Nobunaga est en effet considéré comme le premier des trois « unificateurs du Japon ». Redoutable chef de guerre, il est aussi un homme politique habile et un protecteur des arts. Il accueille favorablement la culture européenne et est même l’un des premiers Japonais à se vêtir à l’occidentale. Il accorde même sa protection aux Jésuites, sans pour autant se convertir au christianisme.

En gris, les territoires contrôlés par Oda Nobunaga et son allié Toyotomi Hideyoshi en 1582 (source).

Une forte impression

Lors de ce voyage à Kyōto, Yasuke accompagne les trois prêtres jésuites. Son arrivée ne passe pas inaperçue : Fróis rapporte que l’hystérie est telle que des habitants de la ville en viennent aux mains pour apercevoir cet homme noir, allant jusqu’à enfoncer la porte d’un bâtiment où séjournent les chrétiens. Intrigué, Oda Nobunaga demande à voir cet étrange visiteur. Il refuse tout d’abord de croire que la peau de l’Africain puisse être aussi sombre et exige qu’il soit déshabillé jusqu’à la taille.

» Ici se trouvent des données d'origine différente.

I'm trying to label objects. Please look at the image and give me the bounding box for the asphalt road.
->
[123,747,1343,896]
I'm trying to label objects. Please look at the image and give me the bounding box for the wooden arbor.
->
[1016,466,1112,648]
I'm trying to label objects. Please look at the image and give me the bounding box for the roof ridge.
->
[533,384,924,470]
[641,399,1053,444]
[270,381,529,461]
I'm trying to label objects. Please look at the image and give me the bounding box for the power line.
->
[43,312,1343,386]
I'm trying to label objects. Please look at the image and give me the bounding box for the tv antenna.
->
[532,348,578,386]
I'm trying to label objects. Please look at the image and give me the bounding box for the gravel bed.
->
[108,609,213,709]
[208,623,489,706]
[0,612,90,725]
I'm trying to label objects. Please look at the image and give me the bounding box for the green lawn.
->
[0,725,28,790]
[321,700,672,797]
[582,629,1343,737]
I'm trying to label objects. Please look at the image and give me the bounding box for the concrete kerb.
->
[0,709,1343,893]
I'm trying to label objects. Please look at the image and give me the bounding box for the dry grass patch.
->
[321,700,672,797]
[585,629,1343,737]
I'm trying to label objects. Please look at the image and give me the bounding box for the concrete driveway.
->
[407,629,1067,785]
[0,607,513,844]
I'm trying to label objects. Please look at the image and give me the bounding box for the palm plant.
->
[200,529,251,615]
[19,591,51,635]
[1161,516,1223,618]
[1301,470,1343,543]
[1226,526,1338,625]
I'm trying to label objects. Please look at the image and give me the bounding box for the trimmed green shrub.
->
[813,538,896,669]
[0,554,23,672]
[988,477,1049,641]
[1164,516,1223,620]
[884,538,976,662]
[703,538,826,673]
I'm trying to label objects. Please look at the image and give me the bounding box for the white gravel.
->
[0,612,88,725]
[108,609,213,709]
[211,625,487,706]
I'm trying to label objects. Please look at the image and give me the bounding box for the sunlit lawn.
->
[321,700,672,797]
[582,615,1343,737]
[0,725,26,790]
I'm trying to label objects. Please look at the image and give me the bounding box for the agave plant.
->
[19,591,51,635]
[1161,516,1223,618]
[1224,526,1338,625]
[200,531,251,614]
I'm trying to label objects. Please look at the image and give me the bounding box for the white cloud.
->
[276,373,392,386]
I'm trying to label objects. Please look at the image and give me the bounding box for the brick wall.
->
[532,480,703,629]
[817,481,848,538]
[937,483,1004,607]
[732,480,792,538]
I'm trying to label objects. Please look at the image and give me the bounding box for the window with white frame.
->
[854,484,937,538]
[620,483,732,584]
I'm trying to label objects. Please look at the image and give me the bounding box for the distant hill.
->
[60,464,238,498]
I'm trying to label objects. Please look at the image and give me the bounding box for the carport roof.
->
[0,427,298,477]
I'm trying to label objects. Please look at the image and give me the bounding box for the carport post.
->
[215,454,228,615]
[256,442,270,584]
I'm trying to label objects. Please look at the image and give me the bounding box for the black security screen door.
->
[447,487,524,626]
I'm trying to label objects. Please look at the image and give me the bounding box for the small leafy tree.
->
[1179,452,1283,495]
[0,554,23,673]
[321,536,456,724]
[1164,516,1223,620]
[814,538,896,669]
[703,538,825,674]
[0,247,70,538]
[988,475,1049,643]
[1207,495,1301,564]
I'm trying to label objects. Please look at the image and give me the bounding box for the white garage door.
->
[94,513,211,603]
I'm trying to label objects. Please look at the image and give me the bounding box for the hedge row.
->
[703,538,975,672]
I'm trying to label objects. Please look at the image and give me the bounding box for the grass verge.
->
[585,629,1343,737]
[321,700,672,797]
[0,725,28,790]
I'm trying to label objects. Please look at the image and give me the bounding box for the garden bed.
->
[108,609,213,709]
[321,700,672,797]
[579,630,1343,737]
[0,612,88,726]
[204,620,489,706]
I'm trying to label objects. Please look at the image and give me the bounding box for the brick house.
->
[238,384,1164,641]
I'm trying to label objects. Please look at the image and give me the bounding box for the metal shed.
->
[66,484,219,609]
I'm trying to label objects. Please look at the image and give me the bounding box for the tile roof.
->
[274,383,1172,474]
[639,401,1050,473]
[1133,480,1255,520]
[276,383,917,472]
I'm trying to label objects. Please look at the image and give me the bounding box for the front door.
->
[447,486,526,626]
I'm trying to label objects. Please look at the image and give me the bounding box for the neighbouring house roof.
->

Le pensant recouvert d’encre, il le fait laver, mais rien n’y fait : plus la peau de l’homme est propre, plus elle devient sombre.

Dans une chronique de la vie de Nobunaga, le Shinchō kōki (信長公記), rédigée par Ōta Gyūichi (太田 牛一), l’un de ses vassaux, une description est donnée du visiteur :

« Le 23e jour du deuxième mois, un moine noir vint du pays chrétien. Il paraissait âgé de 26 ou 27 ans et son corps tout entier était noir comme celui d’un bœuf. Il semblait vigoureux et d’excellente constitution. De plus, sa force surpassait celle de dix hommes. »

Source : Shinchō kōki (visible sur cette page).

Le terme utilisé, 黒坊主 (kuro-bōzu), littéralement « bonze noir », laisse à penser que l’homme avait l’apparence d’un moine bouddhiste, donc peut-être le crâne rasé. Ou alors, il était identifié aux prêtres chrétiens, perçus comme des « bonzes ».

Impressionné, Oda Nobunaga demande à Alessandro Valignano de lui laisser son serviteur, ce qu’il accepte. Le daimyō le prend alors à son service et lui donne le nom qui le rendra célèbre, Yasuke (弥助 ou 弥介, voire 彌介).

Sur cette boîte, qui renferme un nécessaire à écrire, figure un personnage de grande taille, à la peau sombre, vêtu à la portugaise. Une représentation de Yasuke (source) ?

Un nom aux origines mystérieuses

Le nom Yasuke n’existe normalement pas en japonais. Plusieurs hypothèse ont été formulées à son sujet. Il pourrait s’agir d’une déformation du véritable patronyme de cet homme, par exemple Yasufe, ou de celui que lui ont donné les Jésuites. L’historien Thomas Lockley a par exemple proposé une corruption du prénom Isaac, ou Isaque en portugais.

La terminaison -suke existe cependant dans des prénoms japonais (comme Kensuke ou Jinnosuke), sous la forme des kanji 助, 介 ou 輔. Le caractère 助 comporte la notion d’assistance, comme dans le verbe 助ける (« aider »). Quant à 介, il renvoie au statut de suke (介), un officier de haut rang qui vient après le kami (守). Yasuke n’a évidemment jamais occupé une fonction aussi importante. Tout au plus peut-on supposer que Nobunaga a fait référence à son statut de serviteur des Jésuites, ou alors qu’il a souhaité lui conférer un rôle d’assistant personnel.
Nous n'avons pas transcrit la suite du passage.